Aux Pays-Bas, la Public Library Vlissingen (2003) a mené une enquête similaire auprès d’élus municipaux, régionaux et nationaux. Pour eux, la principale fonction des bibliothèques publiques est essentiellement une fonction d’information (32,4%), une fonction culturelle (35,1% des répondants), une fonction sociale (13,5%; le pourcentage est plus élevé chez les élus des petites municipalités), une fonction éducative (5,4%) et autre (13,5%). La bibliothèque publique est largement reconnue comme un service public

essentiel (51,4% sont totalement d’accord et 48,6% sont d’accord), une institution essentielle dans une société démocratique (35,1% sont totalement d’accord et 64,9% sont d’accord), un service qui promeut l’inclusion sociale (21,6% sont totalement d’accord, 56,8% sont d’accord, mais 21,6% n’ont pas d’opinion). Par contre, le soutien à l’éducation n’est pas reconnu par les élus des Pays-Bas (18,9% sont d’accord mais 29,7% ne le sont pas, tandis que 51,4% n’ont pas d’opinion). La promotion de la liberté intellectuelle est débattue par les élus (51,4% ne sont pas d’accord, 8,11% n’ont pas d’opinion, tandis que 18% sont totalement d’accord et 21,6% sont d’accord). La capacité des bibliothèques à faire une différence dans la communauté est mise en doute par une majorité d’élus (70,3% ne sont pas d’accord, 8,11% n’ont pas d’opinion, 18,9% sont d’accord et 2,7% sont totalement d’accord). Les résultats sont donc mitigés : la bibliothèque est reconnue mais ses capacités le sont moins. Les élus des Pays-Bas apprécient plus ou moins leur participation au développement des bibliothèques publiques (2,7% extrêmement, 18,9% beaucoup, 56,8% raisonnablement, 21,6% un peu). Ceux qui n’apprécient pas mettent en cause un domaine pas assez innovateur et décisif à leur goût.

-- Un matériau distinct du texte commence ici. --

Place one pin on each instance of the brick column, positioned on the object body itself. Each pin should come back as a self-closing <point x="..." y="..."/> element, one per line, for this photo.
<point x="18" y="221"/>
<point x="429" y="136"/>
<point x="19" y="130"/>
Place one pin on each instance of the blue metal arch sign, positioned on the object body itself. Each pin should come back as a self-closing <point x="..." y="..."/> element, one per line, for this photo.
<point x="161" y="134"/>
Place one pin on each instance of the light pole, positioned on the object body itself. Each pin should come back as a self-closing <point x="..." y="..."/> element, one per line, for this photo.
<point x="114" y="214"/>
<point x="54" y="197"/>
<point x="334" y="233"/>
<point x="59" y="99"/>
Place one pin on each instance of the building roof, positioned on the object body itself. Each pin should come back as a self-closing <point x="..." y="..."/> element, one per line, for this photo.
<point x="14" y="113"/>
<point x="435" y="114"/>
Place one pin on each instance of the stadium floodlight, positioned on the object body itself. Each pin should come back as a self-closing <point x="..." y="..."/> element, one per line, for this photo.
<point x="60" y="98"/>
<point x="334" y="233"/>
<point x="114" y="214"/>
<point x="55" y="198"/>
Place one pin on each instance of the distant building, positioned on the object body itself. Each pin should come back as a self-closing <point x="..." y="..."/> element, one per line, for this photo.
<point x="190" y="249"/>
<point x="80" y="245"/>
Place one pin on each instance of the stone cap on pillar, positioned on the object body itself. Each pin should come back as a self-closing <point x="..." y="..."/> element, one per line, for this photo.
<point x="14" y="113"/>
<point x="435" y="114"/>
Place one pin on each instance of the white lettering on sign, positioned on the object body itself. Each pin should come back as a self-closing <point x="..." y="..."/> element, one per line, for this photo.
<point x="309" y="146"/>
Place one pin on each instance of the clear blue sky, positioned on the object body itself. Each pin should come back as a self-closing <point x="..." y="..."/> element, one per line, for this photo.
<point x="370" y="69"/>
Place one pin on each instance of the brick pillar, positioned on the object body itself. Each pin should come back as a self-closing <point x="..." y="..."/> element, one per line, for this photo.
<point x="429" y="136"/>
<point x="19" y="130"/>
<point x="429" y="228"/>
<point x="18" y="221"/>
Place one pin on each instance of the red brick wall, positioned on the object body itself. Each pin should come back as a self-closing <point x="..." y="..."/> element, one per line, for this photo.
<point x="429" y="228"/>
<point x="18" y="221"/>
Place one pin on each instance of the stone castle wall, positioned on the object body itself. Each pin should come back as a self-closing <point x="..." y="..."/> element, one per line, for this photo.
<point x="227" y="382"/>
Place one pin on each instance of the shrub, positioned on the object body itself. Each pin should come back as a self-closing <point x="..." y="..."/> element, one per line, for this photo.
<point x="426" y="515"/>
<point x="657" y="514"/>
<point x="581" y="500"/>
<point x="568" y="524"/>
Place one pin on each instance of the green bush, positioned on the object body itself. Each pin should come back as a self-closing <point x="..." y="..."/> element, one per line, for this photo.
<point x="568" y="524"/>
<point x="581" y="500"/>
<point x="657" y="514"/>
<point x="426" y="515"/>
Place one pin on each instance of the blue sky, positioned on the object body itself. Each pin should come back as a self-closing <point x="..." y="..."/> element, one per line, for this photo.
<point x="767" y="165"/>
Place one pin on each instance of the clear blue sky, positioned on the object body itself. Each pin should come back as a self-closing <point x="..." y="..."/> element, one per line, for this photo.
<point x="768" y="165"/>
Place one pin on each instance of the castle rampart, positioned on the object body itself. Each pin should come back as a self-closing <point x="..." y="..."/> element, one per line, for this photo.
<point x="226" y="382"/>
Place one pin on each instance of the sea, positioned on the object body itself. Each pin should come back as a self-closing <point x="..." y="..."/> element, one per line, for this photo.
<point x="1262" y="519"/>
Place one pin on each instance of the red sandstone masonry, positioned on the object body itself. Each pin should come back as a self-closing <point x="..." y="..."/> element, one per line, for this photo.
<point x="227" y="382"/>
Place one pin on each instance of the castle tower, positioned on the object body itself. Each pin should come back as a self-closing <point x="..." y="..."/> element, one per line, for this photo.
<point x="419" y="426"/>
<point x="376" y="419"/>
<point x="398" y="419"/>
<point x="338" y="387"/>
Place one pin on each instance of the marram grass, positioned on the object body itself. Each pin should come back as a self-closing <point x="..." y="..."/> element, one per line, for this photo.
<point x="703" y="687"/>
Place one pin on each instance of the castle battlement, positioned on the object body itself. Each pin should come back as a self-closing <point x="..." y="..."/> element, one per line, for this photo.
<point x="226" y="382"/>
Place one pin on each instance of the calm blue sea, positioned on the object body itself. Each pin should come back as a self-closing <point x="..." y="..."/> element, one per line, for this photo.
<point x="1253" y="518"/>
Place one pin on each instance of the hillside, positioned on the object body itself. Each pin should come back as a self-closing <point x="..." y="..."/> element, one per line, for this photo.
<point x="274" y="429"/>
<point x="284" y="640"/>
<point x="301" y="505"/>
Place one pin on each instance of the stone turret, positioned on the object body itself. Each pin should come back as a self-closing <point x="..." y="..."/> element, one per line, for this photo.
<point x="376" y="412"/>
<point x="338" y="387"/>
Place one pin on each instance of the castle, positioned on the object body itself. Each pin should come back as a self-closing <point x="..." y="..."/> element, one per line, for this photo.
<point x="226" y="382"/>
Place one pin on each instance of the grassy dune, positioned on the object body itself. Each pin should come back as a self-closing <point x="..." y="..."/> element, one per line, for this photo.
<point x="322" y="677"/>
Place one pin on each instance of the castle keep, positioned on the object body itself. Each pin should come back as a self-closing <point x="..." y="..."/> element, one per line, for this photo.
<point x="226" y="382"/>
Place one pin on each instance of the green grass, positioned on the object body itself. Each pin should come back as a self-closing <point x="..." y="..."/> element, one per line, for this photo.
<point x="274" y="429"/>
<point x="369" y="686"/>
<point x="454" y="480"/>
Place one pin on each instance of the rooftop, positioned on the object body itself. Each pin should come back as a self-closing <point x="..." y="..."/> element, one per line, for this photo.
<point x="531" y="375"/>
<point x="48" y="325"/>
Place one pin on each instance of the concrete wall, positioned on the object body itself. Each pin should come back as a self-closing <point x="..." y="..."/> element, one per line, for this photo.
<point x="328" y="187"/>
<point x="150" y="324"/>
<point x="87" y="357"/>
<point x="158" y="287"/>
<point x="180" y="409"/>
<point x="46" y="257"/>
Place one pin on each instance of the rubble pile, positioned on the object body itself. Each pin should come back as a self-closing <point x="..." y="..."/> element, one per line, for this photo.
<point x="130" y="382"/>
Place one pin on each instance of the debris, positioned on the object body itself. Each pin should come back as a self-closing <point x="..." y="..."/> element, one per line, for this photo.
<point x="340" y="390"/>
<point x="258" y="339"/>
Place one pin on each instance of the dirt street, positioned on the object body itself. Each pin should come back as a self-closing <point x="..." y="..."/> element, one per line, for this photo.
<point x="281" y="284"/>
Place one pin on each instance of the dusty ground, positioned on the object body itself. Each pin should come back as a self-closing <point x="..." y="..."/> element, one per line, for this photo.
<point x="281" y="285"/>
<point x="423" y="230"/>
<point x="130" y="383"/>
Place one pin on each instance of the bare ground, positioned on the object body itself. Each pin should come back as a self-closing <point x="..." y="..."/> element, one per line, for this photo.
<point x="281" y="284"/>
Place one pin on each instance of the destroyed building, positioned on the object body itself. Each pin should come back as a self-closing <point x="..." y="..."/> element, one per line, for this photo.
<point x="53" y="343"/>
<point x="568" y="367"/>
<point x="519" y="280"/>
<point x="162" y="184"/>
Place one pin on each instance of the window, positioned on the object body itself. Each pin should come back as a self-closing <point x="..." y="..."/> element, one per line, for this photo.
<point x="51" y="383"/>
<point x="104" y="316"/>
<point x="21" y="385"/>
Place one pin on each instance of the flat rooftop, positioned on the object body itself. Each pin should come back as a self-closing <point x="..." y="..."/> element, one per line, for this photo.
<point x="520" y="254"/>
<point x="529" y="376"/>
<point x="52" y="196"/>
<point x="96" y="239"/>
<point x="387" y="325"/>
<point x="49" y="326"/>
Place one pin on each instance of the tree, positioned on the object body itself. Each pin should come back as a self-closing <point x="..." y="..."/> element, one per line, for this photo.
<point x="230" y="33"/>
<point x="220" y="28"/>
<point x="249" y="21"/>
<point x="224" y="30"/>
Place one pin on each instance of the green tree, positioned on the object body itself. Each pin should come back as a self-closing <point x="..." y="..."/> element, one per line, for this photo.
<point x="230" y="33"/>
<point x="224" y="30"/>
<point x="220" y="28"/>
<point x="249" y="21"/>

En Ouganda, Ikoja-Odongo (2003) a enquêté par questionnaire auprès de parlementaires et d’élus locaux. Pour ces derniers, la bibliothèque publique est une source d’information, de divertissement, un lieu de lecture et d’alphabétisation. Les élus voient la bibliothèque publique comme un service démocratique qui peut donner accès à l’information gouvernementale. L’auteur rappelle toutefois que les collections des bibliothèques publiques sont particulièrement désuètes.

En Australie, Smith (2004) a envoyé par courriel un questionnaire à l’ensemble des élus au niveau des municipalités et des États. Pour les élus municipaux, l’information et le divertissement sont les principales fonctions de la bibliothèque publique. Mais le rôle de centre communautaire est aussi important. Pour les élus au niveau des États, l’éducation et l’accès à l’information sont les fonctions principales de la bibliothèque publique. Pour tous, la bibliothèque est un service public essentiel qui soutient l’éducation, promeut l’inclusion sociale, la démocratie et la liberté intellectuelle. Les élus australiens reconnaissent la capacité des bibliothèques publiques à faire une différence dans la communauté.

Ces enquêtes menées sur la base d’un même questionnaire offrent des résultats variés en fonction des pays, mais aussi en fonction du niveau électoral des élus. Tous reconnaissent la bibliothèque publique mais ses fonctions varient.